• Materials and Methods

    During the period 1967-1998, 80 patients with acromegaly were diagnosed at the University Hospital Groningen, The Netherlands. The diagnosis of acromegaly was based on the typical clinical features of acral enlargement and soft tissue swelling and was confirmed by appropriate laboratory tests. In all operated patients histological evaluation of the specimen confirmed the presence of a GH-producing pituitary adenoma.
    In 1999 and 2000, a retrospective investigation was performed. The ophthalmological, surgical and radiation therapy data were reviewed. The time period 1967-1998 was chosen because data before 1967 were frequently incomplete. To be included in the present survey, time of follow-up had to be at least 18 months. The ophthalmological data obtained before treatment were available in all but two patients and after radiation therapy from all patients.
    Of these 80 cases, 63 patients, who were treated with external beam radiation therapy, were included in our survey. External radiation therapy was mostly performed at the University Hospital Groningen (n = 56), but also in 2 other regional institutions (n = 7), where equivalent radiation therapy schedules were applied.
    Before 1977 the neurosurgical procedures were craniotomies only. Since 1978 the transsphenoidal approach was the preferred method.
    Visual acuity was measured with a Snellen acuity chart. A visual acuity less than 0.8 was defined as impaired. Visual fields were obtained with Goldmann kinetic perimetry.
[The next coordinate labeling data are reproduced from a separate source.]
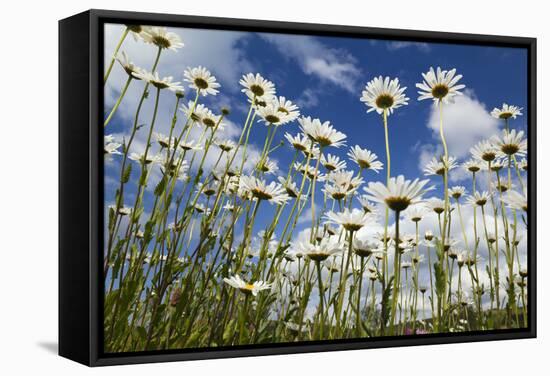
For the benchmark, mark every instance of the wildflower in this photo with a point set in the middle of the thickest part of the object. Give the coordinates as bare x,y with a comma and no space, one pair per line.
506,112
245,287
322,133
365,158
399,194
201,80
440,85
352,220
382,94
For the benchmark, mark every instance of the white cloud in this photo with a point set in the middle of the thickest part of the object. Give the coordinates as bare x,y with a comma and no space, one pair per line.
465,122
398,45
336,66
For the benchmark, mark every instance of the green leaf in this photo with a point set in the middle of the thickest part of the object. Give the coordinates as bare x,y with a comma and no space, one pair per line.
127,173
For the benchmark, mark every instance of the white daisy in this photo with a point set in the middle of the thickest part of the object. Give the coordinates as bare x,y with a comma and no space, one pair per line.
225,145
436,205
286,107
332,162
368,207
479,198
195,112
440,85
299,142
511,143
506,112
515,200
271,115
266,165
319,251
345,179
364,248
523,165
158,82
190,145
201,80
415,213
473,165
257,87
382,94
322,133
291,188
259,189
457,191
484,151
365,158
161,37
245,287
352,220
437,166
337,192
399,194
129,67
110,146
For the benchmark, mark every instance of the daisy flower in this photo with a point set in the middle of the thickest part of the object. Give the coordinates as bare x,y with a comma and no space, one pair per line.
267,166
366,205
506,112
333,162
473,165
129,67
246,287
164,141
511,143
110,146
345,179
523,165
270,115
210,120
320,251
158,82
415,213
352,220
337,192
195,112
479,198
299,142
201,80
437,166
257,87
225,145
322,133
291,188
399,194
440,85
485,151
259,189
436,205
365,158
382,94
286,107
515,200
190,145
140,157
161,37
363,248
457,191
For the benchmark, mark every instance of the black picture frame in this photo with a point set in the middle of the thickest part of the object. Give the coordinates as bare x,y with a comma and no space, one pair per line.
81,188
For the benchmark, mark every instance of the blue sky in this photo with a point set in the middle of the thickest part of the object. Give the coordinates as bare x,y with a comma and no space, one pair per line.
325,77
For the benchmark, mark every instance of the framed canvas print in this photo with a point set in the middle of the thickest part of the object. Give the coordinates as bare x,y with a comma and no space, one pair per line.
240,187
The visual field data (n = 1195) of all patients at diagnosis, after neurosurgery and/or radiation therapy were retrospectively reviewed by one neuro-ophthalmologist.

    We diagnosed RON using the criteria by Kline et al. and Parsons et al.7,9 :
    • Irreversible visual loss with visual field defects, indicating optic nerve or chiasmal dysfunction.
    · Absence of visual pathway compression due to recurrence or progression of tumour,
    radiation-induced neoplasm, arachnoidal adhesions around the chiasm, radiation retino-pathy or any other apparent ophthalmological disease.
    · Absence of optic disc edema.
    · Optic atrophy within 6 – 8 weeks after onset of symptoms.
    Evaluation of RON was performed by review of visual field, visual acuity and fundoscopic examinations in combination with imaging of the sellar region.
    The time span of follow-up was defined by the period between the first day of radiation therapy and the last ophthalmologic examination.